= Willowbrook, Staten Island =

Neighborhood in New York City

Willowbrook is a neighborhood in Staten Island, one of the five boroughs of New York City. It is located in the region of the island usually referred to as Mid-Island, immediately to the south of Port Richmond, to the west of Meiers Corners and Westerleigh, to the north of New Springville, and to the east of Bulls Head.

==History==
Named for a brook that flowed through the area's farmland, Willowbrook once lay at the heart of the island's agricultural zone, and first saw other significant development when a military hospital opened there during World War II. After the war ended the property became the site of Willowbrook State School, a state-run institution for intellectually disabled children that became the scene of a national scandal in the 1970s when it was revealed that the children housed there were the victims of widespread abuse and neglect. The facility was forced to close by 1987, and six years later a campus of the College of Staten Island opened at the site. Willowbrook Park, a large city park, borders the college on the west. It was also home to the Seaview Hospital tuberculosis sanatorium, added to the National Register of Historic Places in 2005.

The neighborhood was also drastically transformed with the opening of the Verrazzano–Narrows Bridge in November 1964. Soon after this, the farms were sold and broken up, and residential housing was built on the property.
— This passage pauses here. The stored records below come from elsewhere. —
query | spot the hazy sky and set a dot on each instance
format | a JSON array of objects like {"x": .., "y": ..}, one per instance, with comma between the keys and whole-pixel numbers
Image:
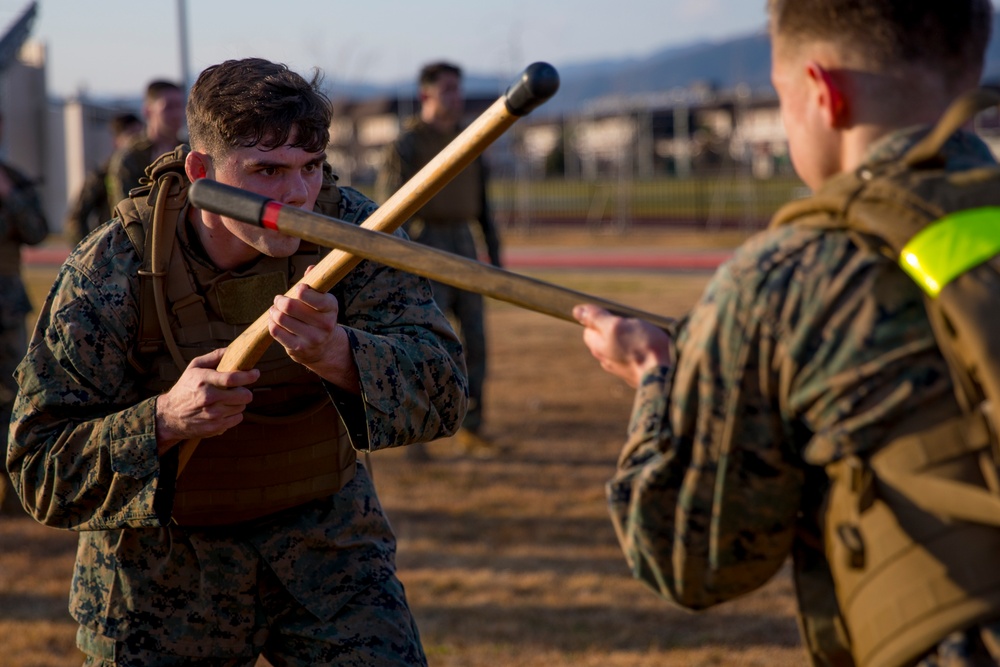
[{"x": 112, "y": 47}]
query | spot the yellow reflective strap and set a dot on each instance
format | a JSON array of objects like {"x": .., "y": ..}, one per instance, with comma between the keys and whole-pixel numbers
[{"x": 946, "y": 249}]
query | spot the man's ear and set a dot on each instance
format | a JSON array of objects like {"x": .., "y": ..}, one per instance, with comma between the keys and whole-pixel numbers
[
  {"x": 196, "y": 165},
  {"x": 828, "y": 89}
]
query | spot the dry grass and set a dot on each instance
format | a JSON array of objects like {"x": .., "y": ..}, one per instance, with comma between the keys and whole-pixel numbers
[{"x": 506, "y": 561}]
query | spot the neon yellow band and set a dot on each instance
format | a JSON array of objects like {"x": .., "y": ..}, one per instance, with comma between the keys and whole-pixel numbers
[{"x": 946, "y": 249}]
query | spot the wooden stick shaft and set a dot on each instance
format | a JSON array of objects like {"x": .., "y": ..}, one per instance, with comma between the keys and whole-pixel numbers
[{"x": 447, "y": 268}]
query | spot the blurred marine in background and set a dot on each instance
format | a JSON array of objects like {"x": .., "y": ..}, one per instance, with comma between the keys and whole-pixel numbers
[
  {"x": 92, "y": 206},
  {"x": 21, "y": 223},
  {"x": 444, "y": 223},
  {"x": 163, "y": 111}
]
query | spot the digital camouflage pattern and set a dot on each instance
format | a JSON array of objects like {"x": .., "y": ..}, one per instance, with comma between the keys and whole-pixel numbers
[
  {"x": 22, "y": 222},
  {"x": 83, "y": 456},
  {"x": 462, "y": 202},
  {"x": 803, "y": 348}
]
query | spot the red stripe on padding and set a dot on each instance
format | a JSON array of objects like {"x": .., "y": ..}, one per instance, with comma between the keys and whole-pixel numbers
[{"x": 269, "y": 218}]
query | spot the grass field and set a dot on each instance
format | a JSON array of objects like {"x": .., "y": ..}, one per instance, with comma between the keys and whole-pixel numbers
[{"x": 506, "y": 561}]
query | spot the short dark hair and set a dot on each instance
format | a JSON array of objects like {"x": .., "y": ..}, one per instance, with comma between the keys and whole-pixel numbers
[
  {"x": 949, "y": 36},
  {"x": 250, "y": 102},
  {"x": 121, "y": 122},
  {"x": 429, "y": 74},
  {"x": 156, "y": 89}
]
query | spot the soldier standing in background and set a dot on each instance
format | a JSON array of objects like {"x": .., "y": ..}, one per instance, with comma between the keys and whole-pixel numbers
[
  {"x": 163, "y": 109},
  {"x": 444, "y": 223},
  {"x": 21, "y": 223},
  {"x": 92, "y": 207}
]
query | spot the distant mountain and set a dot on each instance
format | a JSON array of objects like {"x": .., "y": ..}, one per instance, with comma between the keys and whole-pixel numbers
[{"x": 722, "y": 64}]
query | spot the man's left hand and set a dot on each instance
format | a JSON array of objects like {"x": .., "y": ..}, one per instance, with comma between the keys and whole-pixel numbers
[
  {"x": 304, "y": 322},
  {"x": 625, "y": 347}
]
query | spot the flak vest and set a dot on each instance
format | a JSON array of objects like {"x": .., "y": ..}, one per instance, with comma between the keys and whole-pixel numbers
[
  {"x": 905, "y": 545},
  {"x": 292, "y": 446}
]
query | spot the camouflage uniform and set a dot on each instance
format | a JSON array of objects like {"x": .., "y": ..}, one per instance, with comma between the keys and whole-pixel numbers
[
  {"x": 21, "y": 222},
  {"x": 316, "y": 582},
  {"x": 803, "y": 348},
  {"x": 434, "y": 226},
  {"x": 127, "y": 166}
]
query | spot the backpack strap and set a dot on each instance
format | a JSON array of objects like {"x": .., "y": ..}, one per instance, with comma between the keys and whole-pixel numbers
[
  {"x": 928, "y": 150},
  {"x": 149, "y": 217}
]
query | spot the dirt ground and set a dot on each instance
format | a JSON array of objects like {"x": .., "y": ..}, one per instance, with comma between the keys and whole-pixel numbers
[{"x": 508, "y": 560}]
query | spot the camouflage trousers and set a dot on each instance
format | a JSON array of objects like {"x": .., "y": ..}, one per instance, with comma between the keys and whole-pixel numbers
[
  {"x": 467, "y": 310},
  {"x": 464, "y": 308},
  {"x": 375, "y": 629}
]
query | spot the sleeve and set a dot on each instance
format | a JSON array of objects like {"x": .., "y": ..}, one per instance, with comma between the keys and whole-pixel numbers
[
  {"x": 409, "y": 359},
  {"x": 490, "y": 236},
  {"x": 706, "y": 495},
  {"x": 82, "y": 451},
  {"x": 21, "y": 214}
]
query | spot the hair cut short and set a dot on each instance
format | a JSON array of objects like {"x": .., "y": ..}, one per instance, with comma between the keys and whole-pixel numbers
[
  {"x": 158, "y": 88},
  {"x": 430, "y": 74},
  {"x": 948, "y": 36},
  {"x": 251, "y": 102},
  {"x": 123, "y": 121}
]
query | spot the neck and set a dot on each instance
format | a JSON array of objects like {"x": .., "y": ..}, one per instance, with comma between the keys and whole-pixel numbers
[
  {"x": 885, "y": 108},
  {"x": 225, "y": 251}
]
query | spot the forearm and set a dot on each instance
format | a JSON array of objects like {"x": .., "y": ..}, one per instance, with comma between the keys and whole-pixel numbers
[{"x": 92, "y": 474}]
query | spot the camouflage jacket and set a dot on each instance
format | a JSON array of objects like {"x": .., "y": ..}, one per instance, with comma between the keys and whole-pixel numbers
[
  {"x": 126, "y": 167},
  {"x": 401, "y": 161},
  {"x": 83, "y": 454},
  {"x": 803, "y": 347}
]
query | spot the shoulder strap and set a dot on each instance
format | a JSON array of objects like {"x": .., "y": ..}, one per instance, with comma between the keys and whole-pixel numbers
[
  {"x": 149, "y": 217},
  {"x": 928, "y": 150}
]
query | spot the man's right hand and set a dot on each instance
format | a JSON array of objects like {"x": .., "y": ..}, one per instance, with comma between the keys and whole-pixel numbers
[{"x": 204, "y": 402}]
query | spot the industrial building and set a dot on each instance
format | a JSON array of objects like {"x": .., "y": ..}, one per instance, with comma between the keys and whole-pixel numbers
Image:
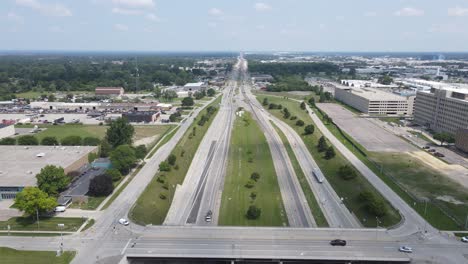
[
  {"x": 20, "y": 164},
  {"x": 374, "y": 101},
  {"x": 109, "y": 91},
  {"x": 442, "y": 109},
  {"x": 6, "y": 131}
]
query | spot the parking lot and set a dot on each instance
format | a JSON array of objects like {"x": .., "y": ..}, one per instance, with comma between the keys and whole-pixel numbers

Many of the owners of the newly built homes were Jewish families, and as a result, Willowbrook became the center of the island's Orthodox Jewish community, which from the turn of the 20th century until the late 1960s and early 1970s was primarily centered in Staten Island's North Shore neighborhood of Tompkinsville along with most of Staten Island's then-small Jewish population.

The 2010s saw a great influx to the Jewish community in Willowbrook, because of the housing crisis in Brooklyn.

==Demographics==

For census purposes, the New York City Department of City Planning classifies Willowbrook as part of a larger Neighborhood Tabulation Area called New Springville-Willowbrook-Bulls Head-Travis SI0204. This designated neighborhood had 42,871 inhabitants based on data from the 2020 United States Census. This was an increase of 3,561 persons (9.1%) from the 39,310 counted in 2010. The neighborhood had a population density of 8.5 inhabitants per acre (14,500/sq mi; 5,600/km^{2}).

The racial makeup of the neighborhood was 59.5% (25,502) White (Non-Hispanic), 3.0% (1,295) Black (Non-Hispanic), 19.6% (8,401) Asian, and 2.6% (1,136) from two or more races. Hispanic or Latino of any race were 15.2% (6,537) of the population.

According to the 2020 United States Census, this area has many cultural communities of over 1,000 inhabitants. This include residents who identify as Mexican, Puerto Rican, Albanian, German, Irish, Italian, Polish, Russian, Egyptian, Korean, and Chinese.

71.0% of the households had at least one family present. Out of the 10,773 households, 51.0% had a married couple (20.7% with a child under 18), 4.4% had a cohabiting couple (1.4% with a child under 18), 16.8% had a single male (1.5% with a child under 18), and 27.9% had a single female (3.9% with a child under 18). 31.8% of households had children. In this neighborhood, 33.4% of non-vacant housing units are renter-occupied.

== Religion ==
Young Israel of Staten Island — an Orthodox synagogue that is the island's largest Jewish house of worship — is located in Willowbrook, as are a number of smaller Orthodox congregations, including Hasidic and Sephardic congregations. Although Willowbrook is home to non-Orthodox Jews as well, there are no non-Orthodox synagogues in the community.

==Education==
===School===
Willowbrook is the location of P.S. 54, an elementary school administered by the New York City Department of Education.

===Library===
The New York Public Library (NYPL)'s Todt Hill-Westerleigh branch is located at 2550 Victory Boulevard on the border between Willowbrook and Westerleigh. The three-story branch opened in 1991.

==Transportation==
Willowbrook is served by the local buses and the express buses.